Purpose: The leading risk factor for glaucoma is age, yet elevated IOP is the only modifiable risk factor and the major therapeutic target. Current IOP-reducing treatments in the form of eyedrops have proven only marginally effective, notably due to lack of patient compliance. To explore other potentially more effective methods of administering drugs to the eye, we examined the feasibility of nanoparticle-encapsulated brimonidine in mice with elevated IOP. Methods: Nanoparticle distribution was examined in C57BL/6 retina after intravitreal injection of DiO-infused nanoparticles.
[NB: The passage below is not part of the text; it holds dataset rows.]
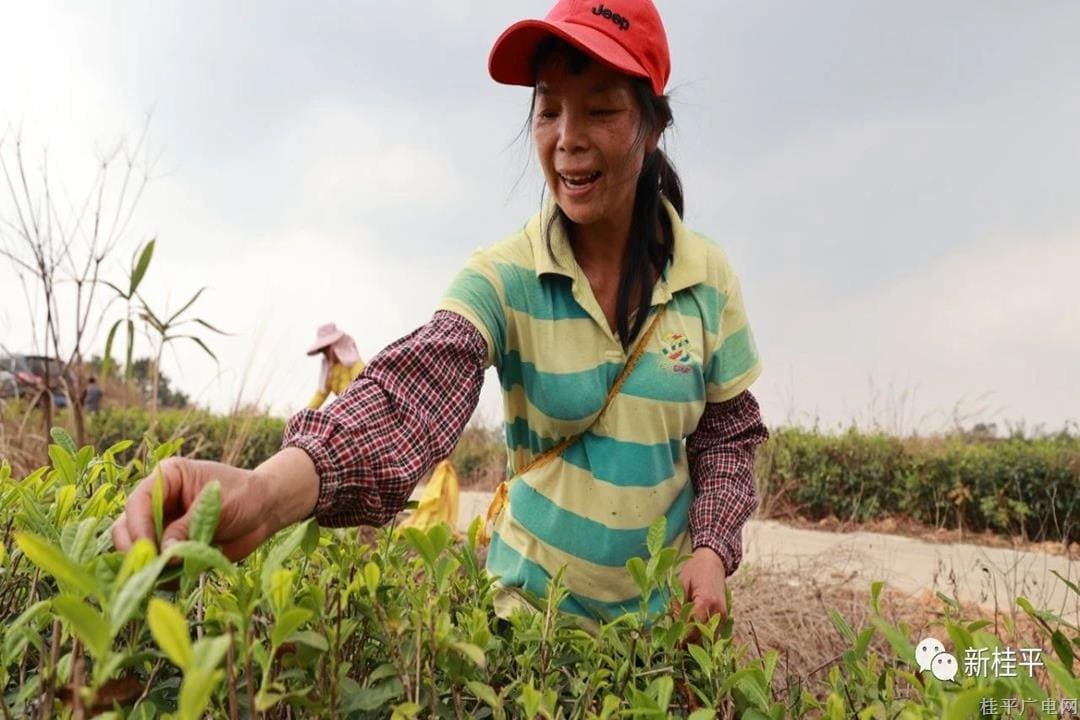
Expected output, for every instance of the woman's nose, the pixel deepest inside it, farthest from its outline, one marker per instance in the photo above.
(572, 133)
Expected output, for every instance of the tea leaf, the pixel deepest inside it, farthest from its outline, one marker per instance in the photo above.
(655, 540)
(63, 462)
(472, 652)
(281, 589)
(170, 630)
(311, 639)
(196, 691)
(62, 438)
(637, 571)
(207, 652)
(208, 557)
(158, 503)
(484, 692)
(372, 578)
(367, 700)
(704, 662)
(142, 553)
(287, 623)
(205, 513)
(841, 626)
(418, 540)
(50, 559)
(133, 593)
(86, 624)
(279, 553)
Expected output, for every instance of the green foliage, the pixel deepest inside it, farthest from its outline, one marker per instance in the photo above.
(319, 625)
(1014, 486)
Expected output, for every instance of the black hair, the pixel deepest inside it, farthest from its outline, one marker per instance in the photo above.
(647, 249)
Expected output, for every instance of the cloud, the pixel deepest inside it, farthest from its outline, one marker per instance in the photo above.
(990, 334)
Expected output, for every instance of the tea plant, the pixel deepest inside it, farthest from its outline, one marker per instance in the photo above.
(320, 624)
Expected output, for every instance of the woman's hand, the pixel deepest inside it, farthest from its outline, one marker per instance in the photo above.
(703, 584)
(243, 525)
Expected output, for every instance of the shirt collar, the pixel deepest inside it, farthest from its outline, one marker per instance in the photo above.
(685, 269)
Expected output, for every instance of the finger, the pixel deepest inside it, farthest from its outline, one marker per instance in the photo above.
(139, 507)
(121, 538)
(176, 531)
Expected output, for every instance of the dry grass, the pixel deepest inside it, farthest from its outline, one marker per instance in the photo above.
(788, 612)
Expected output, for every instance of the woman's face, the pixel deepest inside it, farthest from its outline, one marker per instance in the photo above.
(585, 128)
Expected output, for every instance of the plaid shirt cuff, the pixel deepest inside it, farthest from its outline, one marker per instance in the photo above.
(720, 452)
(399, 418)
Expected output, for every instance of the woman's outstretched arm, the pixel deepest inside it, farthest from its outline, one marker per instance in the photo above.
(403, 415)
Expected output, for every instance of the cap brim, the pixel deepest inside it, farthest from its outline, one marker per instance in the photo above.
(324, 344)
(511, 58)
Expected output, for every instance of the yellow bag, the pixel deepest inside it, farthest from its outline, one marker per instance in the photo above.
(439, 503)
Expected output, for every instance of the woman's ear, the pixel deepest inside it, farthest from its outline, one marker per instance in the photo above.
(652, 140)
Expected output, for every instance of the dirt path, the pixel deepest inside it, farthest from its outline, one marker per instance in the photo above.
(971, 573)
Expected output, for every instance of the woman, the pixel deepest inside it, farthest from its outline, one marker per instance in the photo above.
(613, 328)
(341, 363)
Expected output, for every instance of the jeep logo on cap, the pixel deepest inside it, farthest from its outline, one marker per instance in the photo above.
(615, 17)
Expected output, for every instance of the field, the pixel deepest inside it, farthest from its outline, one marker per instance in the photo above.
(376, 623)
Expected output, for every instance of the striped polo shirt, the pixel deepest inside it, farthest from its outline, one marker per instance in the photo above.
(589, 511)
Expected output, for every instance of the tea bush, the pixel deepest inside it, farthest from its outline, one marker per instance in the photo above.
(319, 624)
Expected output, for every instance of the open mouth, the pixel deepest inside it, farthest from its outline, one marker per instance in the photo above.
(579, 181)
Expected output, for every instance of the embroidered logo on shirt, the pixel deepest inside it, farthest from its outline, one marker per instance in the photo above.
(676, 350)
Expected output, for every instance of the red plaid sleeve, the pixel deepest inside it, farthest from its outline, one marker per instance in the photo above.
(720, 452)
(399, 418)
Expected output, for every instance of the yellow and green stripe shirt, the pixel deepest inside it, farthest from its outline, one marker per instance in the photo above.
(589, 511)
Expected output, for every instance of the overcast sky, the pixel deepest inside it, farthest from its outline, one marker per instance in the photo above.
(895, 182)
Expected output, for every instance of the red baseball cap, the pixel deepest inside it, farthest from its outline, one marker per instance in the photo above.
(626, 35)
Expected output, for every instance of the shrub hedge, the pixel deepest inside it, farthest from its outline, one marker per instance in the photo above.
(1015, 486)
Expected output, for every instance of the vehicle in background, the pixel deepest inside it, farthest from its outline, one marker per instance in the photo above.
(25, 375)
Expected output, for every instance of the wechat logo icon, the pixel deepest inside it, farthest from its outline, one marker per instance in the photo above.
(930, 654)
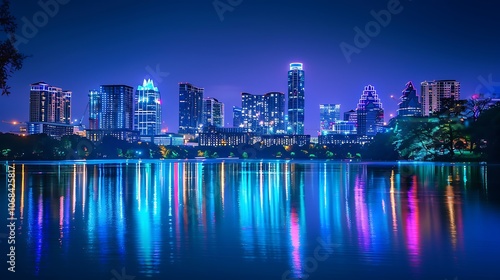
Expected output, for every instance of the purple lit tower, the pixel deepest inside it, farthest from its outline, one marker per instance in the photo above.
(370, 114)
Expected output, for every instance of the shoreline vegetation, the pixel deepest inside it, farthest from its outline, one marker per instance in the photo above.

Retinal ganglion cell (RGC) uptake of DiO was quantified by counting phosphorylated heavy-chain neurofilament (SMI31)+ RGCs also positive for DiO. To determine the efficacy of brimonidine-loaded nanoparticles, C57BL/6 mice underwent microbead injection into the anterior chamber of both eyes to induce IOP elevation. Mice then received a single intravitreal injection of brimonidine nanoparticles into one eye and PBS in the other. IOP was measured in both eyes up to 10 days post-injection. Results: With increasing time of exposure to DiO-infused nanoparticles, retinas exhibited an increasing amount of DiO deposition. Retinal area stained by DiO increased 3.1-fold by 14 days and 8.1-fold by 28 days compared to the 3 day timepoint. RGC uptake of DiO was observed as on average 40% of SMI31+ cells in the ganglion cell layer also contained DiO. In mice with elevated IOP, brimonidine nanoparticle treatment resulted in a reduction of IOP to near baseline levels over the course of 10 days, whereas the IOP of the control eyes remained elevated. Conclusions: The increasing deposition of DiO on the retina with time implies nanoparticles were retained in the vitreal chamber for a period of weeks. DiO uptake by RGCs indicates that the nanoparticles passed the inner limiting membrane, a major barrier to many therapeutic compounds. Finally, the reduction of IOP by nanoparticle-encapsulated brimonidine suggests that intravitreal injections of therapeutically-loaded nanoparticles may be an ideal vehicle for long-term drug delivery to the eye in glaucoma.